# won't turn over.



## greensuperduty (Jul 28, 2013)

1964 ford 4000 diesel. tractor won't turn over even with my diesel pick up hooked to it. check and cleaned all connections and had auto zone check the starter. it checked good. tractor only turns less than a 1/8 round then solenoid clicks. any thoughts??


----------



## Ed_F (Jun 18, 2013)

Might be a simple thing, like a defective battery. Do you have a good battery you can swap in its place? Maybe load test the battery at an auto parts store?

Booster cables often won't turn an engine when the tractor's battery is low. Hook the jumper cables up, make sure you've got a good connections, and then let the truck run at modest rpm and charge it for 20 minutes or so. Then try starting it with the jumpers on it as well. 

Try turning the engine via the fan belt. If that doesn't work, pull the starter and try moving the flywheel with a big screwdriver.

Are the battery cables old, possibly corroded internally? Check the voltage at the starter when cranking. Check resistance of cables with an ohmmeter. Should measure very close to zero ohms.

Have you tried "jumping" the solenoid? It might be a starter push button making a "feeble" connection. Do you have a transmission safety switch?

Has the tractor been sitting out in the rain with no cover over the exhaust? Could be hydro-locked with water in cylinder. Have to pull the injectors get the water out. 
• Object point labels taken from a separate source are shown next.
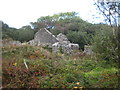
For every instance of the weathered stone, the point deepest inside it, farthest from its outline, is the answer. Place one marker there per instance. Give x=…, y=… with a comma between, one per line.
x=88, y=50
x=61, y=37
x=11, y=43
x=64, y=45
x=43, y=38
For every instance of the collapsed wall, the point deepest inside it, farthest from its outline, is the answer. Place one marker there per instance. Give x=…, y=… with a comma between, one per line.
x=45, y=38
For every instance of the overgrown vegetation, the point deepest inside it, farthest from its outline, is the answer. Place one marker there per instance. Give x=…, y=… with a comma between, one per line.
x=49, y=70
x=58, y=70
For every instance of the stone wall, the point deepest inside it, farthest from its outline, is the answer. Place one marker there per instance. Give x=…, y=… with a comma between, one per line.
x=42, y=38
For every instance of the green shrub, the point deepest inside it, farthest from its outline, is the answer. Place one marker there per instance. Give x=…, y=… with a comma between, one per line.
x=105, y=46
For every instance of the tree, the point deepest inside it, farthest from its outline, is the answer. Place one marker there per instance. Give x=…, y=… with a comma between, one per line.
x=111, y=13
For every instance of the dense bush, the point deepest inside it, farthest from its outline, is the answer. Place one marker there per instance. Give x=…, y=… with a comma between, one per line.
x=47, y=70
x=105, y=45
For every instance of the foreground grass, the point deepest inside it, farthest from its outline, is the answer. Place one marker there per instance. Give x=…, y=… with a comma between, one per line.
x=48, y=70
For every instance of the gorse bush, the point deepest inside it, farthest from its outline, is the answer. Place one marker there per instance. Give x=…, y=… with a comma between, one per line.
x=47, y=70
x=105, y=46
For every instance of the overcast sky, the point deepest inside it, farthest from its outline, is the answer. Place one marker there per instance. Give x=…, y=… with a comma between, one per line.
x=18, y=13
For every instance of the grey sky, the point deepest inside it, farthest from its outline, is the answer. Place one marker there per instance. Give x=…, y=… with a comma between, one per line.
x=17, y=13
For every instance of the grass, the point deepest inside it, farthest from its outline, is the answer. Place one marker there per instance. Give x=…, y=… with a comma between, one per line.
x=49, y=70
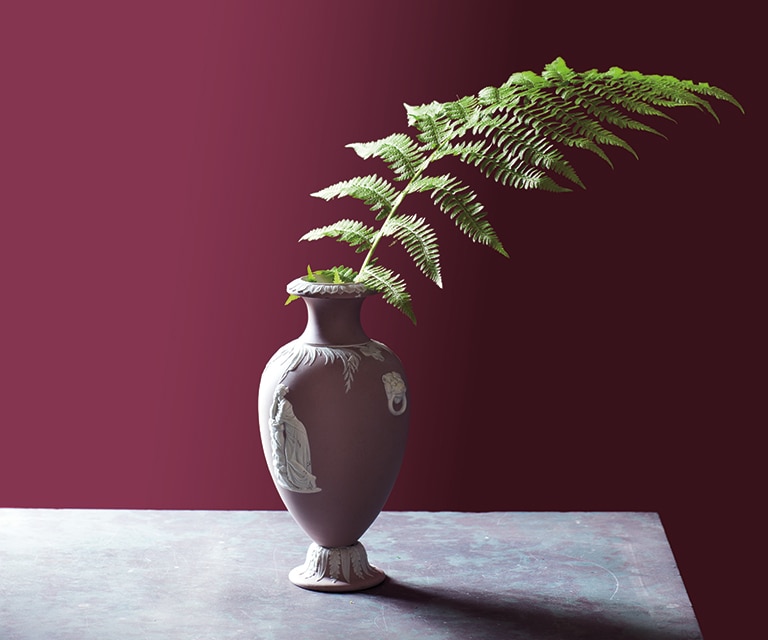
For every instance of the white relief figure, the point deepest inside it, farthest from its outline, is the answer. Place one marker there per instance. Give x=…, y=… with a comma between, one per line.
x=394, y=387
x=290, y=446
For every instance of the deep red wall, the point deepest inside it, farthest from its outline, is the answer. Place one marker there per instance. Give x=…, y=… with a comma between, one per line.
x=156, y=160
Do not attempt to "tow start" it till you know the engine is free to turn over. You can do some serious damage if the engine is froze up.

Maybe one of the engine-mounted components are froze up (generator/alternator, water pump, hydraulic pump, etc.). The hydraulic pump might be working against a pressure relief valve? Transmission stuck in gear or two gears jammed?


----------